| 5/23/2012 6:00:00 PM

Grexit

La salida de Grecia de la zona del euro producirá una recesión en América Latina.

Que Grecia abandone el euro (Grexit) ya no es una hipótesis remota: el electorado griego ha rechazado los partidos políticos que apoyan las medidas de austeridad exigidas por los acreedores. El gobierno que se formará después de las elecciones del 17 de junio difícilmente estará dispuesto a cumplir con esas exigencias. En consecuencia, se verá forzado a una moratoria de pagos y a introducir de nuevo la dracma para poder financiar con emisión el déficit fiscal. La moratoria y la inevitable quiebra del sistema bancario griego generarán pérdidas de capital en la banca europea y americana. La incertidumbre financiera global producirá huidas masivas de fondos hacia los pocos títulos de gobierno considerados seguros. La sequía de créditos y el pesimismo sobre lo que pueda ocurrir en Portugal, España e Italia llevarán a una recesión profunda en Europa y detendrán la recuperación en Estados Unidos.

América Latina puede escaparse de la recesión si la crisis europea toca fondo rápidamente y se despejan las dudas sobre los otros países periféricos. Pero ese escenario es poco factible. Es más probable que la crisis se extienda al menos hasta 2013, especialmente porque no hay ninguna solución inmediata para España, atrapada como está en el círculo vicioso de la austeridad fiscal, la contracción del PIB y el deterioro de los indicadores de deuda. Aunque es menos probable, incluso Italia podría ser chupada por este remolino.

El futuro más factible se parece cada vez más al escenario pesimista que planteó un influyente informe del BID1 publicado hace un par de meses. En este escenario, hay una caída de varios puntos en el crecimiento en Estados Unidos, la zona del euro y China, y el peor año es 2013. En América Latina, el boom actual llega a su fin en lo que resta de 2012, y en 2013 hay una caída del PIB de más de 1%. Aunque después seguiría una recuperación, las pérdidas de producción acumuladas hasta 2016 serían de aproximadamente 12% del PIB, con respecto a un escenario sin crisis en Europa.

Hay cinco factores externos de los que dependerán los impactos que sufra cada país en particular. (1) Las economías más expuestas comercialmente a la zona del euro (Bolivia, Chile, Perú) sufrirán más que las expuestas a Estados Unidos o Asia. (2) Los países más dependientes de las exportaciones de petróleo (Ecuador, Venezuela) tendrán caídas abruptas de ingresos externos y fiscales porque el precio del petróleo es muy sensible al ritmo de actividad económica en el mundo desarrollado.
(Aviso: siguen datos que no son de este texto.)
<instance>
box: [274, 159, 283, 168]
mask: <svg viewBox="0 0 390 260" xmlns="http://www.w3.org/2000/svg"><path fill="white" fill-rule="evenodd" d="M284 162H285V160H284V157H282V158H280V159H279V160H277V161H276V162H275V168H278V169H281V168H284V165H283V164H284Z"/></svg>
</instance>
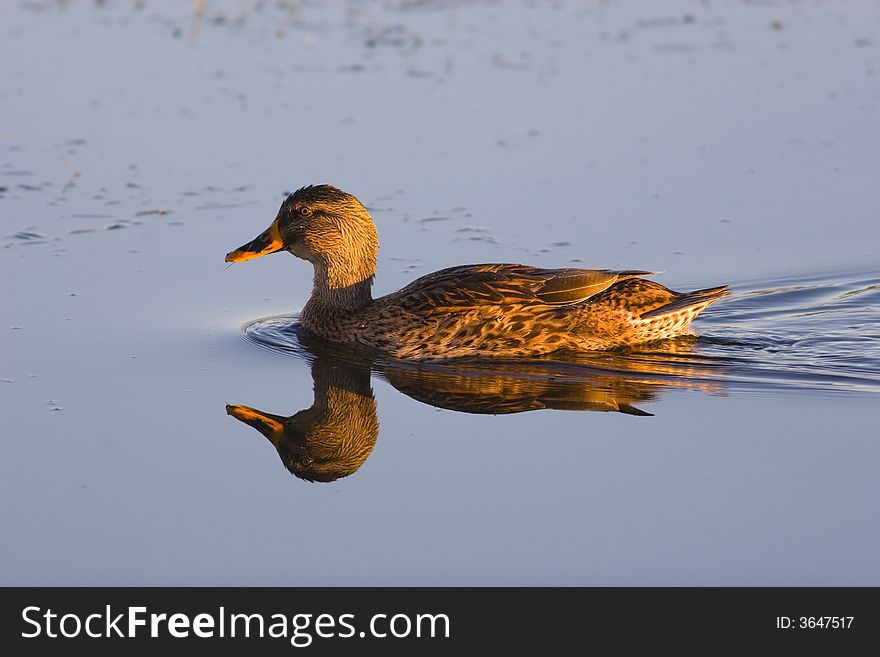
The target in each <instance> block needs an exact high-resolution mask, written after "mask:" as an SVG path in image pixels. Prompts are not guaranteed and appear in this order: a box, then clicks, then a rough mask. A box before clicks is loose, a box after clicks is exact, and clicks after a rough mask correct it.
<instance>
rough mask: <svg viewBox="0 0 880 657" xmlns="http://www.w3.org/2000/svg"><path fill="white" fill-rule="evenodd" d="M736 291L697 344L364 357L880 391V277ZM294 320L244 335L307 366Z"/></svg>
mask: <svg viewBox="0 0 880 657" xmlns="http://www.w3.org/2000/svg"><path fill="white" fill-rule="evenodd" d="M731 290H732V292H733V295H732V297H731V298H730V299H729V300H726V301H724V302H721V303H719V304H716V305H715V306H713V307H712V308H710V309H709V310H708V311H707V312H705V313H704V314H703V315H701V316H700V318H699V319H698V320H697V322H696V323H695V327H696V328H697V330H698V331H699V333H700V337H699V338H698V339H696V340H695V339H692V338H689V339H688V338H686V339H682V340H674V341H665V342H662V343H657V344H653V345H646V346H644V347H641V348H639V349H635V350H626V351H613V352H595V353H587V354H566V355H565V356H564V357H562V356H560V355H558V354H557V355H551V356H548V357H541V358H537V359H530V360H529V361H516V362H513V361H494V360H493V361H483V362H477V361H466V362H462V361H460V362H458V363H447V364H437V363H435V364H414V363H409V364H407V363H401V362H399V361H393V360H391V359H388V358H384V357H381V356H378V357H377V356H376V355H375V354H371V355H369V356H368V358H369V359H370V361H371V365H372V367H373V368H374V370H376V371H380V372H381V371H382V370H383V369H387V368H388V367H394V368H398V369H399V368H401V367H402V368H411V369H419V370H420V371H423V370H426V369H427V370H436V372H438V373H443V372H447V373H448V372H449V371H451V370H456V371H457V372H459V373H460V372H463V371H466V372H468V373H469V374H471V375H473V374H474V373H479V372H484V373H485V372H489V371H495V372H498V371H506V372H508V373H509V372H514V371H515V375H516V376H517V377H518V378H523V377H528V376H531V375H532V374H533V375H534V376H535V377H544V378H549V379H552V378H554V377H559V378H560V379H565V380H566V381H571V380H574V379H577V378H583V379H587V378H589V377H596V376H597V375H599V376H615V375H616V376H619V377H622V378H629V379H634V378H637V379H638V380H639V381H642V382H645V381H647V382H651V383H652V384H657V385H663V386H675V385H684V386H689V387H697V388H703V389H707V390H709V391H717V390H720V389H727V388H732V389H739V390H753V391H784V390H793V391H798V390H800V391H810V390H812V391H820V392H832V393H833V392H850V393H852V392H861V393H866V392H867V393H878V392H880V273H877V272H868V273H864V272H863V273H851V274H832V275H823V276H815V275H814V276H810V277H802V278H789V279H778V280H764V281H752V282H748V283H739V284H734V285H731ZM296 320H297V316H296V315H295V314H290V315H281V316H277V317H269V318H265V319H261V320H256V321H254V322H251V323H249V324H248V325H246V326H245V327H244V330H243V336H244V337H245V339H247V340H248V341H249V342H250V343H251V344H254V345H256V346H259V347H261V348H265V349H270V350H272V351H275V352H282V353H286V354H288V355H291V356H294V357H297V358H305V359H308V360H311V359H312V358H313V356H314V346H313V345H311V344H307V343H308V341H307V340H305V341H304V340H303V335H302V332H301V331H300V329H299V325H298V324H297V322H296ZM334 349H335V350H336V351H338V353H337V354H336V356H337V357H339V358H344V359H349V361H351V360H357V359H361V360H363V359H364V358H365V356H364V352H363V350H355V351H352V350H351V349H348V348H342V347H334ZM530 368H531V369H530ZM530 372H531V374H530Z"/></svg>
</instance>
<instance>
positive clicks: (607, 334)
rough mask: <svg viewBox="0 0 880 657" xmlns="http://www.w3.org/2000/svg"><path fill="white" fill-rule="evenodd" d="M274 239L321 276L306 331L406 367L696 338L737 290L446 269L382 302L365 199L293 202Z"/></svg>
mask: <svg viewBox="0 0 880 657" xmlns="http://www.w3.org/2000/svg"><path fill="white" fill-rule="evenodd" d="M273 231H274V232H273ZM264 235H279V236H280V238H281V240H282V242H283V244H281V245H279V246H278V248H284V249H286V250H288V251H290V252H291V253H293V254H294V255H296V256H298V257H301V258H304V259H306V260H308V261H310V262H311V263H312V264H313V265H314V268H315V277H314V289H313V291H312V296H311V298H310V299H309V301H308V303H307V304H306V306H305V308H304V309H303V312H302V315H301V322H302V325H303V326H304V327H305V328H307V329H308V330H309V331H311V332H312V333H314V334H316V335H319V336H321V337H324V338H326V339H329V340H332V341H335V342H356V343H360V344H363V345H366V346H369V347H373V348H376V349H380V350H382V351H386V352H389V353H390V354H392V355H394V356H397V357H399V358H406V359H435V360H436V359H448V358H460V357H471V356H481V357H485V356H502V357H509V356H529V355H532V356H534V355H539V354H545V353H550V352H553V351H557V350H561V349H567V350H577V351H586V350H598V349H611V348H615V347H619V346H624V345H633V344H638V343H641V342H649V341H652V340H659V339H663V338H670V337H674V336H676V335H686V334H690V333H691V331H690V329H689V328H688V326H689V324H690V322H691V320H693V318H694V317H696V315H697V314H698V313H699V312H701V311H702V310H703V309H705V308H706V307H707V306H708V305H709V304H711V303H713V302H714V301H717V300H718V299H720V298H722V297H724V296H727V294H728V292H727V291H726V288H725V287H718V288H710V289H706V290H698V291H696V292H692V293H687V294H685V293H680V292H675V291H673V290H670V289H668V288H666V287H664V286H662V285H660V284H659V283H655V282H654V281H650V280H646V279H644V278H642V277H643V276H646V275H649V274H652V273H655V272H648V271H639V270H623V271H611V270H607V269H572V268H567V269H541V268H538V267H530V266H527V265H518V264H480V265H462V266H458V267H450V268H448V269H443V270H440V271H437V272H434V273H432V274H428V275H427V276H423V277H421V278H419V279H417V280H415V281H413V282H412V283H410V284H409V285H407V286H406V287H404V288H403V289H401V290H399V291H398V292H394V293H392V294H389V295H387V296H384V297H381V298H379V299H373V298H372V295H371V293H370V288H371V286H372V281H373V276H374V275H375V273H376V249H377V247H378V238H377V237H376V230H375V224H374V223H373V220H372V218H371V217H370V215H369V213H368V212H367V210H366V209H365V208H364V207H363V206H362V205H361V204H360V203H359V202H358V201H357V199H356V198H355V197H353V196H351V195H349V194H345V193H344V192H341V191H340V190H337V189H335V188H333V187H329V186H326V185H320V186H317V187H306V188H303V189H301V190H298V191H297V192H295V193H294V194H291V195H290V196H289V197H288V198H287V200H285V202H284V203H283V204H282V206H281V209H280V210H279V214H278V218H277V219H276V220H275V222H274V223H273V225H272V226H271V227H270V230H269V231H267V232H266V233H264ZM274 244H275V243H274V242H273V243H272V244H270V245H269V247H271V248H275V246H273V245H274ZM269 247H266V246H265V241H264V242H261V248H263V249H264V250H263V251H260V253H258V254H254V253H249V252H248V251H249V250H250V251H253V249H252V248H250V246H249V245H245V247H242V248H241V249H239V250H237V251H234V252H231V253H230V254H229V255H227V259H229V260H232V261H237V260H239V259H247V258H250V257H254V256H255V255H260V254H262V253H264V252H271V248H269ZM266 249H268V251H267V250H266Z"/></svg>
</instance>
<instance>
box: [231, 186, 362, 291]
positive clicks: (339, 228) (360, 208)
mask: <svg viewBox="0 0 880 657" xmlns="http://www.w3.org/2000/svg"><path fill="white" fill-rule="evenodd" d="M378 248H379V241H378V237H377V236H376V226H375V224H374V223H373V219H372V217H370V213H369V212H367V209H366V208H365V207H364V206H363V205H362V204H361V202H360V201H358V200H357V199H356V198H355V197H354V196H352V195H351V194H348V193H346V192H343V191H342V190H340V189H337V188H336V187H333V186H331V185H311V186H308V187H303V188H301V189H298V190H297V191H295V192H294V193H293V194H291V195H290V196H288V197H287V198H286V199H285V201H284V202H283V203H282V204H281V208H280V209H279V210H278V215H277V216H276V217H275V221H273V222H272V224H271V225H270V226H269V228H267V229H266V230H264V231H263V232H262V233H260V234H259V235H258V236H257V237H255V238H254V239H252V240H251V241H250V242H248V243H247V244H244V245H243V246H240V247H239V248H237V249H235V250H234V251H230V252H229V253H227V254H226V262H244V261H245V260H251V259H252V258H257V257H259V256H262V255H268V254H269V253H276V252H278V251H289V252H290V253H292V254H293V255H295V256H297V257H298V258H302V259H303V260H308V261H309V262H311V263H312V264H314V265H315V267H316V269H321V270H322V271H324V272H326V273H327V274H328V279H329V280H328V282H329V283H331V284H332V285H333V286H339V287H344V286H346V285H350V284H352V283H354V282H358V281H359V280H363V279H364V278H366V277H370V276H372V275H373V273H374V272H375V267H376V252H377V250H378Z"/></svg>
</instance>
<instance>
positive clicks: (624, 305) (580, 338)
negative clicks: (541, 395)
mask: <svg viewBox="0 0 880 657" xmlns="http://www.w3.org/2000/svg"><path fill="white" fill-rule="evenodd" d="M649 273H652V272H645V271H636V270H625V271H612V270H607V269H571V268H568V269H541V268H537V267H530V266H527V265H516V264H481V265H464V266H458V267H450V268H448V269H443V270H440V271H437V272H434V273H432V274H428V275H426V276H423V277H421V278H419V279H417V280H415V281H413V282H412V283H410V284H409V285H407V286H406V287H404V288H403V289H401V290H400V291H398V292H395V293H392V294H389V295H387V296H385V297H381V298H379V299H376V300H375V301H374V302H373V304H372V305H371V306H370V307H369V308H367V309H365V310H364V312H363V313H362V314H361V315H360V316H359V317H358V318H357V326H356V329H355V331H356V333H357V336H356V339H357V340H358V341H359V342H363V343H365V344H369V345H372V346H376V347H379V348H380V349H383V350H386V351H390V352H391V353H393V354H394V355H395V356H397V357H400V358H408V359H448V358H460V357H472V356H479V357H519V356H527V355H537V354H543V353H549V352H552V351H557V350H560V349H572V350H597V349H609V348H613V347H618V346H622V345H626V344H635V343H639V342H645V341H648V340H655V339H660V338H665V337H672V336H673V335H679V334H681V333H685V332H687V324H688V323H689V322H690V320H691V319H693V317H694V316H696V314H697V313H698V312H699V311H700V310H702V309H703V308H705V307H706V306H707V305H708V304H709V303H711V301H714V300H715V299H716V298H720V296H717V293H718V292H719V291H720V288H717V289H714V290H713V291H712V292H713V294H715V295H716V296H713V297H712V298H711V300H707V298H703V297H700V298H699V299H697V300H696V301H695V302H694V303H691V302H689V301H688V299H689V298H690V297H689V295H686V294H680V293H678V292H674V291H672V290H669V289H668V288H666V287H664V286H662V285H660V284H659V283H655V282H653V281H649V280H645V279H643V278H641V277H642V276H644V275H646V274H649ZM721 296H723V294H722V295H721ZM670 304H679V305H680V306H681V309H680V310H679V311H677V314H676V316H675V318H674V319H670V318H667V317H665V316H664V314H663V312H662V311H661V310H660V309H662V308H663V307H665V306H669V305H670ZM652 311H653V312H655V313H657V316H656V317H655V318H654V319H652V320H650V321H647V320H641V319H640V317H641V316H643V315H645V314H646V313H650V312H652ZM667 320H668V321H667Z"/></svg>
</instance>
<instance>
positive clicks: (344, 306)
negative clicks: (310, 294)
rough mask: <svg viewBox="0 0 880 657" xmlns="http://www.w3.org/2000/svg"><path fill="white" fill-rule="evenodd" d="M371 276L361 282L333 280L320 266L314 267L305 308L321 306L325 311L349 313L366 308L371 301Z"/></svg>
mask: <svg viewBox="0 0 880 657" xmlns="http://www.w3.org/2000/svg"><path fill="white" fill-rule="evenodd" d="M372 287H373V276H372V275H370V276H367V277H366V278H363V279H361V280H353V281H350V282H349V281H340V280H333V278H332V277H330V276H328V272H327V271H326V270H324V268H323V267H322V266H320V265H315V280H314V285H313V287H312V297H311V299H309V302H308V304H306V305H307V306H321V307H322V308H325V309H327V310H336V311H339V312H351V311H354V310H360V309H361V308H363V307H364V306H368V305H369V304H370V303H371V302H372V301H373V295H372V293H371V291H370V290H371V288H372Z"/></svg>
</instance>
(3) Los exportadores de otros commodities (Argentina, Bolivia, Colombia, Perú) dependerán más de cómo reacciona China, que está enfriándose rápidamente, pero donde podrían adoptarse políticas contracíclicas (aunque de menor alcance que en 2009). (4) Sufrirán por la vía financiera los países con sectores bancarios más vinculados directa o indirectamente a la banca de la periferia europea (como son México, Perú, Uruguay, Chile y Argentina, en ese orden). (5) Y, por último, entre las circunstancias externas está la vulnerabilidad a los movimientos de capitales. Podrían cambiar de dirección los abundantes flujos de portafolio a Brasil, Colombia y Perú, lo que pondría fin al boom de finca raíz y otros activos pero aliviaría las tendencias de apreciación, al menos temporalmente, como ocurrió después de la quiebra de Lehman.

Si, como parece probable, Grexit está a la vuelta de la esquina, ya no hay mucho que los países puedan hacer para protegerse. La mayoría ya ha hecho bastante en materia de acumulación de reservas internacionales, reducción del endeudamiento público y fortalecimiento de la supervisión bancaria. La cuestión ahora es cómo reaccionar cuando llegue el momento. El espacio fiscal para políticas contracíclicas es ahora mucho menor que en la crisis anterior y por consiguiente debe usarse con más cautela.

También es menor el espacio para las políticas monetarias, pues las tasas de interés en la mayoría de países están mucho más bajas que a fines de 2008, y en un par de países hay fuertes presiones inflacionarias represadas. Acudir a medidas heterodoxas para financiar el déficit fiscal o para proteger empresas en problemas podría traer un respiro muy temporal pero a costa de sacrificar las posibilidades de recuperación futuras.